Cadsuane gave her a sharp look. “You have the appearance of a woman with something to say that you don’t want to. About Sorilea?” That alliance was very vaguely defined. Friendship or no friendship, she and the Wise One still might turn out to be aiming at different goals.
“Not that,” the stout little woman sighed. Despite a square face, tilting her head to one side made her look like a very plump sparrow. “I know it was not my business, Cadsuane, but Bera and Kiruna were getting nowhere with our guests, so I had a little talk alone with Shalon. After a little gentle questioning, she spilled out the whole story, and Ailil confirmed everything once she realized I already knew. Soon after the Sea Folk first arrived here, Ailil approached Shalon hoping to learn what they wanted with young al’Thor. For her part, Shalon wanted to learn whatever she could about him, and about the situation here. That led to meetings, which led to friendship, which led to them becoming pillow friends. As much from loneliness as anything else, I suspect. In any case, that was what they were hiding more than their mutual snooping.”

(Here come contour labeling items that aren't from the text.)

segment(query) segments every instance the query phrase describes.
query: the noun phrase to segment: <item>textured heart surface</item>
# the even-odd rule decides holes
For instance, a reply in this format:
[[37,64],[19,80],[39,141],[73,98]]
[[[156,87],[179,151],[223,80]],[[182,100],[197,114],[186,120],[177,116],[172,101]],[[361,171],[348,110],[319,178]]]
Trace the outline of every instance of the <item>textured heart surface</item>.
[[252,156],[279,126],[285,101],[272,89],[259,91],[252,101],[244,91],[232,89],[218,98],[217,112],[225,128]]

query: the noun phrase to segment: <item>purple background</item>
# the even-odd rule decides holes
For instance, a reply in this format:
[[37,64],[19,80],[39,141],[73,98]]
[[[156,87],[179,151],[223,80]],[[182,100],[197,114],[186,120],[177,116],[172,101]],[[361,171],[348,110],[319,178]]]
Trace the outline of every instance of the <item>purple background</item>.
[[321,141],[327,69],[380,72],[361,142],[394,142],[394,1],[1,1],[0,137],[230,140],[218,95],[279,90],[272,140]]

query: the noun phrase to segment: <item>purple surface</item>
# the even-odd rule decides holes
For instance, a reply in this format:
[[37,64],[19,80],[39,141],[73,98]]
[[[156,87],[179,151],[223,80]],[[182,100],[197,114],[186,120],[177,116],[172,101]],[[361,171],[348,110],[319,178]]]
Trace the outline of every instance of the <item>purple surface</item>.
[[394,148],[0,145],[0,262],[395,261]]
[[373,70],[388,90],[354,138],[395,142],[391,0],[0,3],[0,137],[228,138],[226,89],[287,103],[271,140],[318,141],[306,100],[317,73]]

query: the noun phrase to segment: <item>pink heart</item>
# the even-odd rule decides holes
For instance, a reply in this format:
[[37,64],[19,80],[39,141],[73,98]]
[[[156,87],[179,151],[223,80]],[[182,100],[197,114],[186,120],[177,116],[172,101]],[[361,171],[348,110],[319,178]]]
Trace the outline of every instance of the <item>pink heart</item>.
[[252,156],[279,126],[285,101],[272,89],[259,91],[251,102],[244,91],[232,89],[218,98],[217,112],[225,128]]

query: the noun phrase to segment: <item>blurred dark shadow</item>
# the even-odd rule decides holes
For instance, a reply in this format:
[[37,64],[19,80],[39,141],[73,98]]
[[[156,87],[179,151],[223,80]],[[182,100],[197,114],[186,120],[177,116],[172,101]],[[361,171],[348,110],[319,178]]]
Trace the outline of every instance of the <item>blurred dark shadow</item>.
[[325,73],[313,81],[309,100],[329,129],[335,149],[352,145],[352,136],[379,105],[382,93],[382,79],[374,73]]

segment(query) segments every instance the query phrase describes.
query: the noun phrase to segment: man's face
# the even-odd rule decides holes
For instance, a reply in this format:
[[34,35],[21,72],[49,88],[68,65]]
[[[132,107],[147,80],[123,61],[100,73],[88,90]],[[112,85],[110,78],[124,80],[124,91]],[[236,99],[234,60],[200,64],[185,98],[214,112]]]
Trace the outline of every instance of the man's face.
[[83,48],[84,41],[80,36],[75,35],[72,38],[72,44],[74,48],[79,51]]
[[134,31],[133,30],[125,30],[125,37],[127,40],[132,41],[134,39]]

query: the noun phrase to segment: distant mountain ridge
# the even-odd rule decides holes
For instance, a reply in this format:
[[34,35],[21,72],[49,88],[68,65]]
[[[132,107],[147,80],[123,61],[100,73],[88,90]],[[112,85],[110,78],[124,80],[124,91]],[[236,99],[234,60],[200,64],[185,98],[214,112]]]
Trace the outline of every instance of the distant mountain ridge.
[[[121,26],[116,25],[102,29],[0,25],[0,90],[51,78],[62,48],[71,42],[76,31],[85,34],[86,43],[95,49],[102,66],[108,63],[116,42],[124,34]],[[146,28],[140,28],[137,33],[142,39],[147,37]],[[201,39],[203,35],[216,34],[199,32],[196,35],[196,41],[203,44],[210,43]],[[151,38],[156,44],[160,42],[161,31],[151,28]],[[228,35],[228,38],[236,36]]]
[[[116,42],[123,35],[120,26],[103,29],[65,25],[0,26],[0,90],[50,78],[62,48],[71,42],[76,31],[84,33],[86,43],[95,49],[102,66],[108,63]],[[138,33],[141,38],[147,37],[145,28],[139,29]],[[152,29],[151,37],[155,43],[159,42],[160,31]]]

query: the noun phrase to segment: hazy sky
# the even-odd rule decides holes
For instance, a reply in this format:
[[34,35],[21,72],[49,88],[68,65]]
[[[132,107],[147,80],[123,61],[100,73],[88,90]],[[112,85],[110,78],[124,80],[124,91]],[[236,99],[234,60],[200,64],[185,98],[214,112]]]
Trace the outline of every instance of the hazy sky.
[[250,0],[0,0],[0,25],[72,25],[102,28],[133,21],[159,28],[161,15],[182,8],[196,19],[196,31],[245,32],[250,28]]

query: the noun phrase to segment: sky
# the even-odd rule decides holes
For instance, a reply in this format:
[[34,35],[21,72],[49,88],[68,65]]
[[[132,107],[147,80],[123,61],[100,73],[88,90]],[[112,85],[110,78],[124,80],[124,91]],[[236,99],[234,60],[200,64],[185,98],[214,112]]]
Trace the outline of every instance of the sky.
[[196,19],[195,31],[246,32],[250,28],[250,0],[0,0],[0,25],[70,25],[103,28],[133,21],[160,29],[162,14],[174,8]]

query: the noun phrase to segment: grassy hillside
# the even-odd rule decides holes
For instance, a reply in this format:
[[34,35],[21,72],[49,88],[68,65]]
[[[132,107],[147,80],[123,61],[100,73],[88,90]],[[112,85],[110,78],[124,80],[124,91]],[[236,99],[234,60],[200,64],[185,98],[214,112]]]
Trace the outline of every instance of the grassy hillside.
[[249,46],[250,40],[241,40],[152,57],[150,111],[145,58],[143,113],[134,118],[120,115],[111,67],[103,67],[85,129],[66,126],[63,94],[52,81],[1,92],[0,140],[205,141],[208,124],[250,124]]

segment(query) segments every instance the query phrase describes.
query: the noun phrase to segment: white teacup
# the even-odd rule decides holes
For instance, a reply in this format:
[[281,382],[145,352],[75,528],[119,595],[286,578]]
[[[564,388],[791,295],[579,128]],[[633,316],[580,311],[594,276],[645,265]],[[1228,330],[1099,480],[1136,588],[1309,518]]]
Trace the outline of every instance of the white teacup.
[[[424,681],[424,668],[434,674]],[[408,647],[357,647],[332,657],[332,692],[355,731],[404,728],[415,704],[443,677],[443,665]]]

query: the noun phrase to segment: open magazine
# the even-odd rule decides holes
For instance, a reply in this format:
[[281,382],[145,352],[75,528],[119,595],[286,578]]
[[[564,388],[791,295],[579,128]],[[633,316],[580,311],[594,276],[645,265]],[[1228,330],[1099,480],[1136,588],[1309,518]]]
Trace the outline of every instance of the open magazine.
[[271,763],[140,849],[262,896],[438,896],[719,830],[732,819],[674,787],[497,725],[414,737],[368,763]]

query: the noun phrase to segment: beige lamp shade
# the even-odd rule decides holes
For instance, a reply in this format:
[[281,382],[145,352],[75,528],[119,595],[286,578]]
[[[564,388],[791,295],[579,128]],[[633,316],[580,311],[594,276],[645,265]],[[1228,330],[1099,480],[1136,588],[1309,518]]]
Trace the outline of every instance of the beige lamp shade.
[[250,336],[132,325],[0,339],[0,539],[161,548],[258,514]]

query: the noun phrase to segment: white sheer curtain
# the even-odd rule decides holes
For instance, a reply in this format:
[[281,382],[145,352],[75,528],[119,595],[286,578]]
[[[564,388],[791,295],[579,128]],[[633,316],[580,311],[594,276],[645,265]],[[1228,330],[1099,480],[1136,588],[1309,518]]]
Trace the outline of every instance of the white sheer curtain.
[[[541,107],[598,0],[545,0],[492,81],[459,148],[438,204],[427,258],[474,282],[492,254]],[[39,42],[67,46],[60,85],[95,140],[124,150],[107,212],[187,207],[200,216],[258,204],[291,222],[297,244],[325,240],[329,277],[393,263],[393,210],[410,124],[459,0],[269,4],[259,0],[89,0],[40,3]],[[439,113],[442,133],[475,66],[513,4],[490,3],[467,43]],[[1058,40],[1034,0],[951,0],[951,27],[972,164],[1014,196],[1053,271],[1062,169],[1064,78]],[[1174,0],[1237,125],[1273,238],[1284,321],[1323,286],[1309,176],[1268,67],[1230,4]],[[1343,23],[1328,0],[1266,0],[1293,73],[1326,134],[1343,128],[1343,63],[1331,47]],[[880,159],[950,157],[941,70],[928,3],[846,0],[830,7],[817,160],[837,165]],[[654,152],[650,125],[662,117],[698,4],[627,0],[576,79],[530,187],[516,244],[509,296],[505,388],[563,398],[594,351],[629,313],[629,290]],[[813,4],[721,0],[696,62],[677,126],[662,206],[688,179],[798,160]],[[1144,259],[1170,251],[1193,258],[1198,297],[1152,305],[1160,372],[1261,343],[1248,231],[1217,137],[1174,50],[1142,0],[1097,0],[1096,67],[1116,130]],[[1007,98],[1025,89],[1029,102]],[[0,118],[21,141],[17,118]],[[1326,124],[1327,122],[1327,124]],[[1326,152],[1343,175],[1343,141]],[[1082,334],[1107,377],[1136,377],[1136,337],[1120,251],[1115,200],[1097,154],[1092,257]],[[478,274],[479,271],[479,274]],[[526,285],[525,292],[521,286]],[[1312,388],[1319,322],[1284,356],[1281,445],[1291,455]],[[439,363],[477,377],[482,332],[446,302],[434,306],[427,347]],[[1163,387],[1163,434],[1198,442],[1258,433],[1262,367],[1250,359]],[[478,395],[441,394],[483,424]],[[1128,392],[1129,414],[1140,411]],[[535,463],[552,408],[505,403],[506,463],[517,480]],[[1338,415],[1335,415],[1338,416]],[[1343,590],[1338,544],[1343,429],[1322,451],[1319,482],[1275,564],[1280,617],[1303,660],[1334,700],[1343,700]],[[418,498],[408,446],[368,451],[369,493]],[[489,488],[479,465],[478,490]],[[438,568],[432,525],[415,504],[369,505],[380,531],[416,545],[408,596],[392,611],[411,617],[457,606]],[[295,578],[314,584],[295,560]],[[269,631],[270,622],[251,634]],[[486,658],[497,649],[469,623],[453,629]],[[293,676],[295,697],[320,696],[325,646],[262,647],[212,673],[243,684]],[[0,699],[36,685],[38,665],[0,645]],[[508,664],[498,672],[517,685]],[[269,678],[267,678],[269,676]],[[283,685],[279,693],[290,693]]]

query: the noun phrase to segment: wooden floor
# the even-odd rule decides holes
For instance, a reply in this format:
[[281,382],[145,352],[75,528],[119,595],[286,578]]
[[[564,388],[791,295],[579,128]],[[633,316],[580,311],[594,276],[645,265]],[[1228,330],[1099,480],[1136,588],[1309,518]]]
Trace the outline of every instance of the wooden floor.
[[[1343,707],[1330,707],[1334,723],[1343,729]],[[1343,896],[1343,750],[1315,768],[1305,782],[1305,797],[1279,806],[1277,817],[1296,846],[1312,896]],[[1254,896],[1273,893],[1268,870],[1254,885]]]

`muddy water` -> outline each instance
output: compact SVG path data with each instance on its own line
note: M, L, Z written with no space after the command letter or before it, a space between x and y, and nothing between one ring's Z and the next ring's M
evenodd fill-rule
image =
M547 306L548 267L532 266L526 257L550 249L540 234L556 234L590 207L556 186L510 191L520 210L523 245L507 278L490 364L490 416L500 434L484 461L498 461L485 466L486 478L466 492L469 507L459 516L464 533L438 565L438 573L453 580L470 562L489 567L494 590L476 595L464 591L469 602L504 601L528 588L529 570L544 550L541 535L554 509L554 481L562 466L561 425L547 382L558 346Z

“They put up with days under the question to hide that?” Cadsuane said incredulously. Bera and Kiruna had had the pair howling!
Verin’s eyes twinkled with suppressed mirth. “Cairhienin are prim and prudish, Cadsuane, in public at least. They might carry on like rabbits when the curtains are drawn, but they wouldn’t admit to touching their own husbands if anyone might overhear! And the Sea Folk are almost as straitlaced. At least, Shalon is married to a man with duties elsewhere, and breaking marriage vows is a very serious crime. A breach of proper discipline, it seems. If her sister found out, Shalon would be—‘Windfinder on a rowboat,’ I think her exact words were.”
Cadsuane was aware of her hair ornaments swaying as she shook her head. When the two women had been discovered right after the attack on the Palace, bound and gagged and stuffed under Ailil’s bed, she had suspected they knew more of the attack than they were admitting. Once they refused to say why they had been meeting in secret, she was sure. Perhaps even that they were involved in some way, though the attack apparently was the work of renegade Asha’man. Supposedly renegade, at least. All that time and effort wasted on nothing. Or perhaps not quite nothing, if they were so desperate to keep things hidden.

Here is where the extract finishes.